Kwaliteit van leven De uitkomsten van de EQ-6D zijn weergegeven in tabel 2. De EQ-5D-indexscore was gemiddeld 0,72 (SD: 0,21); ter vergelijking: de normwaarde van de Nederlandse bevolking is 0,88.15 De VAS-score bedroeg gemiddeld 75.

Figuur 3

Mobiliteit De gemiddelde score van de LEFS bedroeg 58 (spreiding: 24-80). Hierbij haalden 3 militairen de maximale score van 80; 1 militair met handletsel en 2 militairen met lumbale wervelfracturen.

Statistische analyse De meervoudige stapsgewijze regressieanalyse toonde aan dat 61% van de variantie in HRQoL verklaard kon worden door de mobiliteit (zoals vastgesteld door de LEFS) en werk (kiezen van beroep, werk zoeken, werk behouden), een subcategorie van de LIFE-H 3.0. Mobiliteit verklaart hierbij 51% van de variantie en werk 10%.

Beschouwing

Uit dit onderzoek blijkt dat letsel door krijgshandelingen en de gevolgen hiervan een lange nasleep en grote impact hebben op het dagelijks leven van de militaire oorlogsslachtoffers uit Afghanistan.
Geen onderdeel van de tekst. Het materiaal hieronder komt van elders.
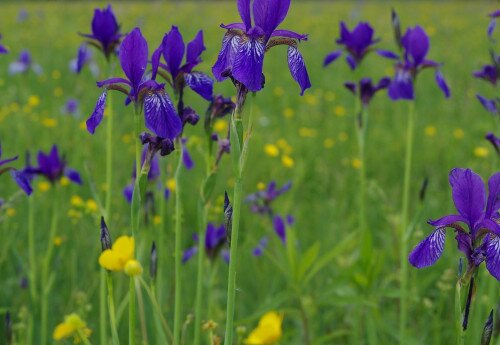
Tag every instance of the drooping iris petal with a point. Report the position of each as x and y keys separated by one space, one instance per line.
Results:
x=230 y=44
x=493 y=256
x=200 y=83
x=160 y=115
x=268 y=14
x=73 y=175
x=441 y=82
x=134 y=56
x=493 y=203
x=332 y=57
x=416 y=44
x=249 y=62
x=427 y=252
x=298 y=69
x=279 y=228
x=22 y=181
x=244 y=10
x=194 y=50
x=468 y=194
x=95 y=119
x=173 y=50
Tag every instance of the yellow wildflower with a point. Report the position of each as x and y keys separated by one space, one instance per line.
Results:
x=74 y=326
x=121 y=257
x=271 y=150
x=287 y=161
x=268 y=331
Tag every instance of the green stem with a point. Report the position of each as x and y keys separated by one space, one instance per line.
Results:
x=111 y=308
x=131 y=312
x=46 y=285
x=178 y=247
x=404 y=225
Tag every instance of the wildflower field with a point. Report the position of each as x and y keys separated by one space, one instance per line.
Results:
x=247 y=184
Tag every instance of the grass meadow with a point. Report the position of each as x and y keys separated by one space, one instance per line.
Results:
x=328 y=297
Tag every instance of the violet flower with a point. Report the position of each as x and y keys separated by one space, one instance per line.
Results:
x=357 y=43
x=480 y=241
x=244 y=45
x=53 y=167
x=178 y=75
x=159 y=112
x=20 y=177
x=215 y=240
x=415 y=46
x=105 y=34
x=260 y=202
x=24 y=63
x=365 y=90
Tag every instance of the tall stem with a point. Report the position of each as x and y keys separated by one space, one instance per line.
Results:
x=238 y=166
x=178 y=247
x=404 y=225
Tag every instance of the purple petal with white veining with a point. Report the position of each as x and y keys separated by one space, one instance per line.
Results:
x=427 y=252
x=95 y=119
x=161 y=116
x=298 y=69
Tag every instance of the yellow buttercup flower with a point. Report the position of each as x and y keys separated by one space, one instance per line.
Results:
x=268 y=331
x=121 y=257
x=74 y=326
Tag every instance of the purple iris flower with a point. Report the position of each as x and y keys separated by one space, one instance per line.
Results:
x=21 y=178
x=244 y=45
x=481 y=242
x=3 y=50
x=215 y=240
x=178 y=75
x=159 y=112
x=357 y=43
x=53 y=167
x=365 y=90
x=105 y=31
x=492 y=105
x=491 y=27
x=494 y=140
x=260 y=202
x=24 y=63
x=415 y=45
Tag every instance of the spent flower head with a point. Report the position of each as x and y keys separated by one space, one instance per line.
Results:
x=479 y=240
x=245 y=44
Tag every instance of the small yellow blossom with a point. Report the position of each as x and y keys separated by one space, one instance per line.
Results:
x=328 y=143
x=278 y=91
x=481 y=152
x=91 y=206
x=33 y=101
x=356 y=163
x=271 y=150
x=64 y=181
x=458 y=133
x=288 y=112
x=76 y=201
x=56 y=74
x=287 y=161
x=119 y=255
x=268 y=332
x=430 y=131
x=171 y=184
x=43 y=186
x=49 y=122
x=57 y=241
x=58 y=91
x=220 y=126
x=339 y=110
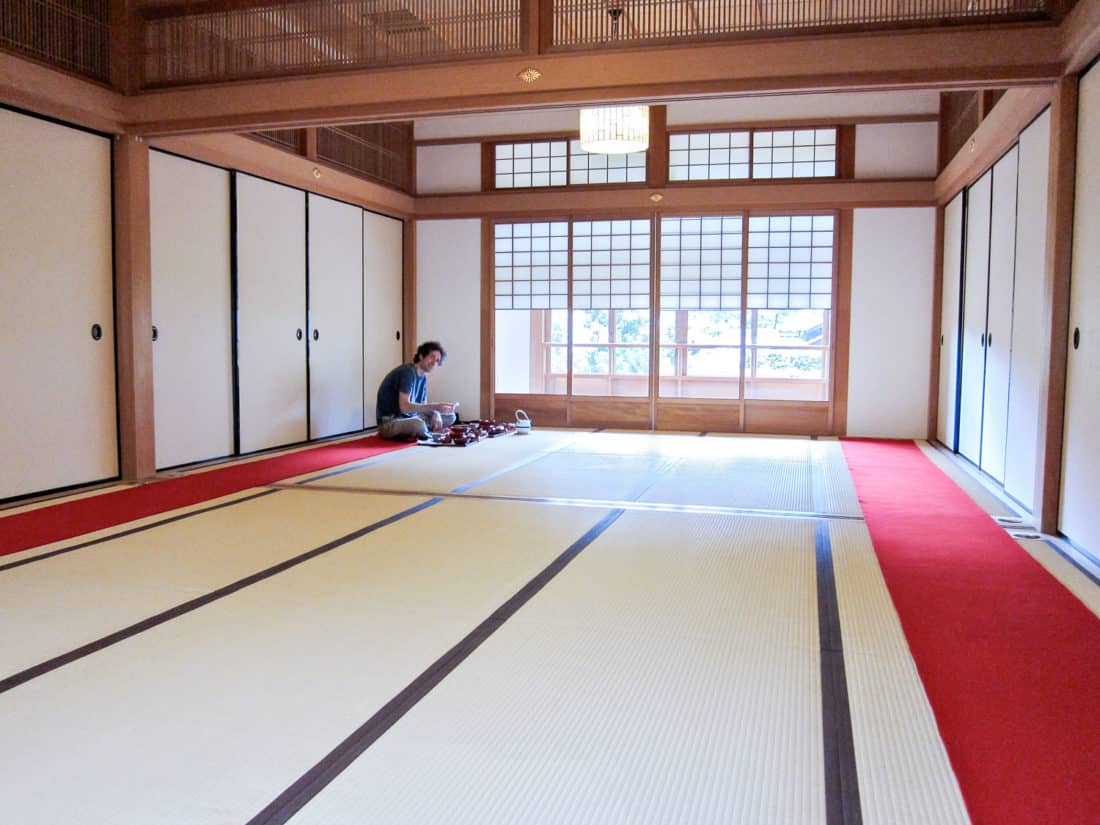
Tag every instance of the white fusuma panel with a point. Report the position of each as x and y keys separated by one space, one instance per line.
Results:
x=448 y=168
x=1080 y=462
x=271 y=333
x=1027 y=344
x=383 y=294
x=1002 y=256
x=336 y=317
x=57 y=402
x=949 y=321
x=449 y=307
x=975 y=293
x=892 y=275
x=193 y=350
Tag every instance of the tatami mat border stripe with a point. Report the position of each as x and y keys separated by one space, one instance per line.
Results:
x=125 y=633
x=317 y=778
x=355 y=465
x=1069 y=557
x=132 y=530
x=596 y=503
x=842 y=782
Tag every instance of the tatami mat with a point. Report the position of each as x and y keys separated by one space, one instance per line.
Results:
x=208 y=717
x=1074 y=579
x=446 y=469
x=77 y=597
x=669 y=674
x=910 y=784
x=985 y=498
x=570 y=474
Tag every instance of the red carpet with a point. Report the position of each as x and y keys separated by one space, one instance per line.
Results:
x=67 y=519
x=1010 y=658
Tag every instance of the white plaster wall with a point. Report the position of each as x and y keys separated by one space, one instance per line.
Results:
x=480 y=125
x=892 y=272
x=451 y=167
x=796 y=107
x=684 y=112
x=513 y=367
x=448 y=307
x=897 y=150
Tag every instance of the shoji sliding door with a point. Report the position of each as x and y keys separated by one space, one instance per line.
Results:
x=193 y=365
x=1027 y=344
x=975 y=294
x=949 y=320
x=57 y=398
x=1002 y=245
x=336 y=317
x=271 y=314
x=1080 y=470
x=383 y=256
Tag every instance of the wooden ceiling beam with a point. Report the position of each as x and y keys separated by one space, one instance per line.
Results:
x=1020 y=55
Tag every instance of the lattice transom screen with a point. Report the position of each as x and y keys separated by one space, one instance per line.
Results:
x=611 y=264
x=701 y=263
x=530 y=265
x=790 y=262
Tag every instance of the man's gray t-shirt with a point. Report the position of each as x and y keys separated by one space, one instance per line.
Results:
x=404 y=378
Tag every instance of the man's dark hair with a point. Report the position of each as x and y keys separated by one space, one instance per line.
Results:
x=427 y=348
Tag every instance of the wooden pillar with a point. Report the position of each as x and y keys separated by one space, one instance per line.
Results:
x=1059 y=227
x=937 y=332
x=657 y=158
x=133 y=307
x=408 y=289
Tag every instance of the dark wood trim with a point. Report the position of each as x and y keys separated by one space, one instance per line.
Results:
x=487 y=312
x=488 y=166
x=133 y=307
x=937 y=308
x=805 y=194
x=842 y=343
x=993 y=138
x=846 y=152
x=734 y=125
x=1058 y=266
x=657 y=157
x=546 y=25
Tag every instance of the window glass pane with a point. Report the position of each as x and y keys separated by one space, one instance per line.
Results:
x=788 y=354
x=714 y=362
x=705 y=363
x=591 y=361
x=789 y=364
x=714 y=328
x=631 y=326
x=591 y=326
x=631 y=361
x=525 y=363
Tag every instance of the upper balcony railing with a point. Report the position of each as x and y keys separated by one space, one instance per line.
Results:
x=186 y=42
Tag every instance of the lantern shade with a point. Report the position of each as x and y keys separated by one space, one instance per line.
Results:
x=615 y=130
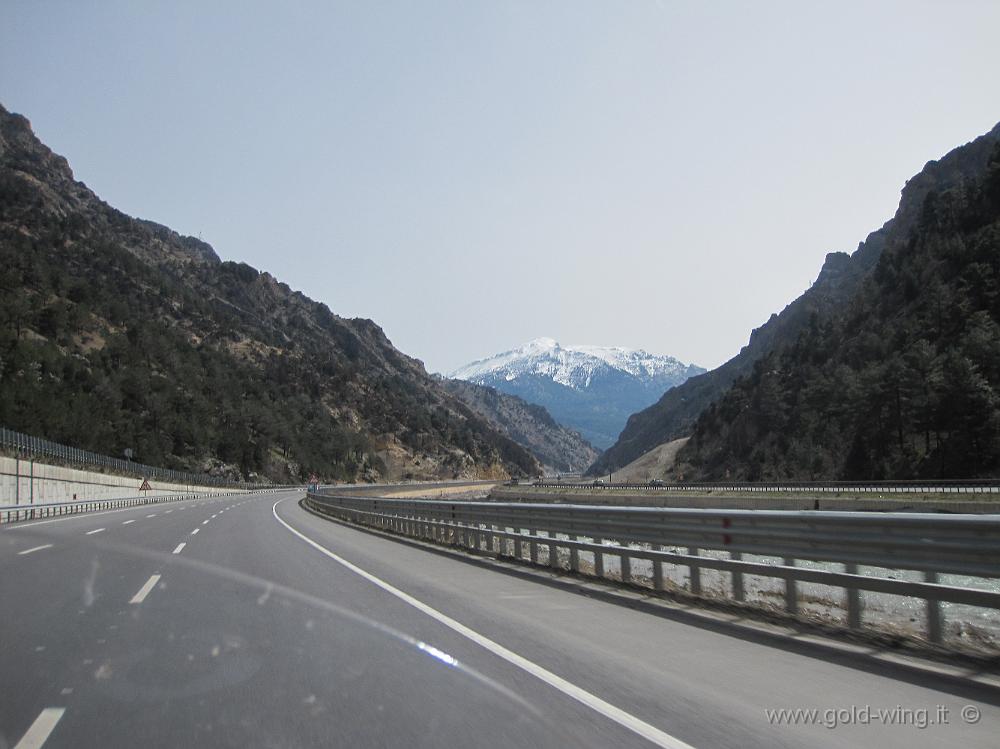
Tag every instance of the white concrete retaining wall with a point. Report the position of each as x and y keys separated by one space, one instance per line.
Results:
x=28 y=481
De gemiddelde EQ-5D indexscore (0,72) en de VAS-score (75) van deze oorlogsslachtoffers zijn vergelijkbaar met de uitkomsten van een studie bij multitraumapatiënten. Die hadden 1 jaar na het ongeval een EQ-5D indexscore van 0,73 en VAS-score van 70.16 Ander onderzoek bij multitraumapatiënten 15 maanden na het trauma laat zien dat de meeste problemen worden ervaren op het gebied van werk en mobiliteit.17

Concluderend lijkt onze groep militaire oorlogsslachtoffers vergelijkbaar met multitraumapatiënten. Op basis van de CERQ kan worden gesteld dat de getroffen militairen een positieve invulling geven aan de verwerking van hun ernstige letsels en de ervaren beperkingen als gevolg ervan.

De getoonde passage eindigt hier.